Explanation:
Given: [tex]f(x, y) = \sin(x + 2y)[/tex] P(-2, -3)
The unit vector in the direction of [tex]\theta = 3\pi/4[/tex] is given by
[tex]\vec{\textbf{u}} = \left(-\dfrac{\sqrt{2}}{2}\right)\hat{\textbf{i}} + \left(\dfrac{\sqrt{2}}{2}\right)\hat{\textbf{j}}[/tex]
The gradient of f(x, y) [tex]\nabla{f(x, y)}[/tex] is defined as
[tex]\nabla{f(x, y)} = \dfrac{\partial{f}}{\partial{x}}\hat{\textbf{i}} + \dfrac{\partial{f}}{\partial{y}}\hat{\textbf{j}}[/tex]
[tex]= \cos(x + 2y)\hat{\textbf{i}} + 2\cos(x+ 2y)\hat{\textbf{j}}[/tex]
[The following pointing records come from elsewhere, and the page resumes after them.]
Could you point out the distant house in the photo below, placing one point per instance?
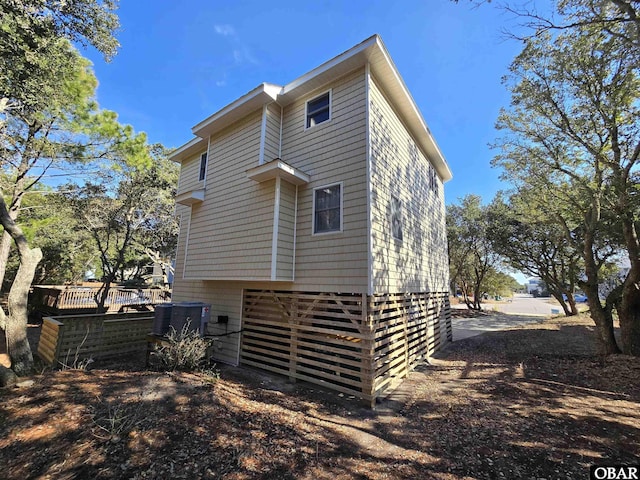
(312, 219)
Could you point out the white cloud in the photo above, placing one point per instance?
(224, 30)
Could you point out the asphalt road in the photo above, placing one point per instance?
(522, 310)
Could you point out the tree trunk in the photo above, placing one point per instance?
(16, 322)
(629, 315)
(5, 248)
(605, 339)
(629, 307)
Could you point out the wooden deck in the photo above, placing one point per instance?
(58, 300)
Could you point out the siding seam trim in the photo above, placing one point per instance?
(241, 326)
(263, 134)
(280, 142)
(367, 136)
(186, 244)
(274, 241)
(295, 236)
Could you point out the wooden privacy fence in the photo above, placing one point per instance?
(57, 299)
(356, 344)
(71, 338)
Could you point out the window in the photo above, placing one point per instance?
(319, 109)
(203, 166)
(327, 209)
(396, 218)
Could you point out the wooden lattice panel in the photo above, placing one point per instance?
(352, 343)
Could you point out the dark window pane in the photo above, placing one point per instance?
(318, 110)
(327, 209)
(318, 103)
(203, 166)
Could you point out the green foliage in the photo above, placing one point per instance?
(572, 142)
(499, 283)
(34, 35)
(185, 350)
(471, 256)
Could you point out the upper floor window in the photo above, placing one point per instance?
(327, 209)
(319, 110)
(396, 218)
(203, 166)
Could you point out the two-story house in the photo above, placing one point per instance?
(312, 219)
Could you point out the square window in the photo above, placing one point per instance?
(396, 218)
(327, 209)
(203, 166)
(319, 110)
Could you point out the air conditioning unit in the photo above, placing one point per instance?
(194, 314)
(162, 318)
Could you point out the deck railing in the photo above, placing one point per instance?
(60, 299)
(65, 340)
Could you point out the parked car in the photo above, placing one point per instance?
(578, 297)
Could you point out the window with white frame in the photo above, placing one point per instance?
(319, 110)
(327, 209)
(203, 166)
(396, 218)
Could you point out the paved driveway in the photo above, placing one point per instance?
(523, 310)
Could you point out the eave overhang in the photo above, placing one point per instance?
(191, 197)
(188, 150)
(277, 168)
(248, 103)
(373, 52)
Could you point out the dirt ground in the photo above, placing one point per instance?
(529, 403)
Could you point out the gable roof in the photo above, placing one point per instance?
(371, 51)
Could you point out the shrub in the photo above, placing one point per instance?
(185, 350)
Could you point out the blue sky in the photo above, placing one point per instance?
(179, 62)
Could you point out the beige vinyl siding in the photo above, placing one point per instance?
(331, 152)
(272, 132)
(225, 299)
(231, 231)
(183, 213)
(286, 229)
(419, 262)
(189, 173)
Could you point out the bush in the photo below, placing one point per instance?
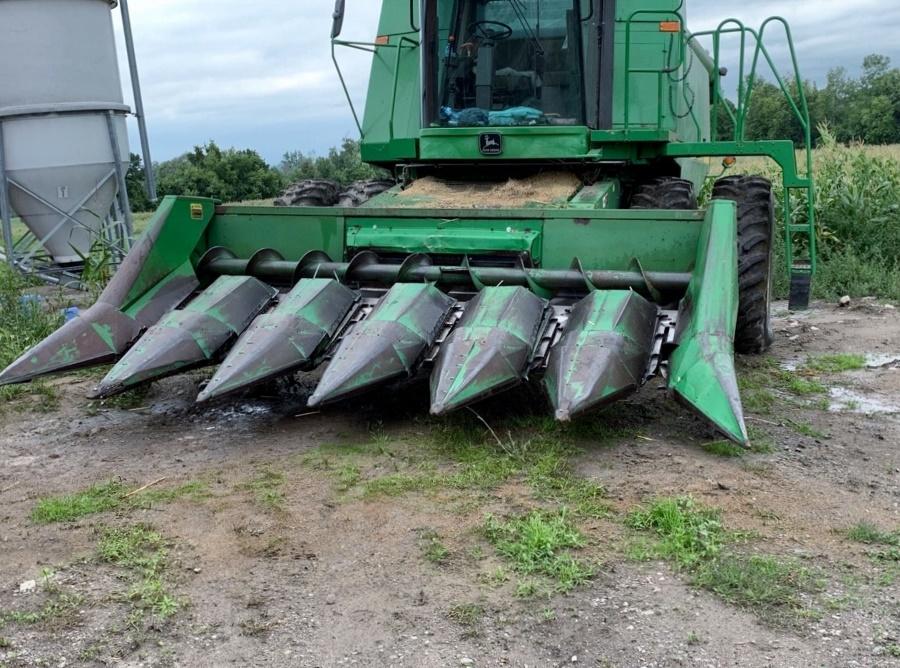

so the gradient of f(x, y) at (-2,-3) is
[tex]\nabla{f(-2, -3)} = \cos(-8)\hat{\textbf{i}} + 2\cos(-8)\hat{\textbf{j}}[/tex]
Therefore, the directional derivative [tex]D_uf(x, y)[/tex] is
[tex]D_uf(x, y) = \nabla{f(x, y)}\cdot \vec{\textbf{u}}[/tex]
[tex]\:\:\:\:\:\:\:=\cos(-8)\left(-\frac{\sqrt{2}}{2}\right) + 2\cos(-8)\left(\frac{\sqrt{2}}{2}\right)[/tex]
[tex]\:\:\:\:\:\:\:\:=\cos(-8)\left(\frac{\sqrt{2}}{2}\right) = -0.103[/tex]
Note: the arguments of the cosines are in radian measure.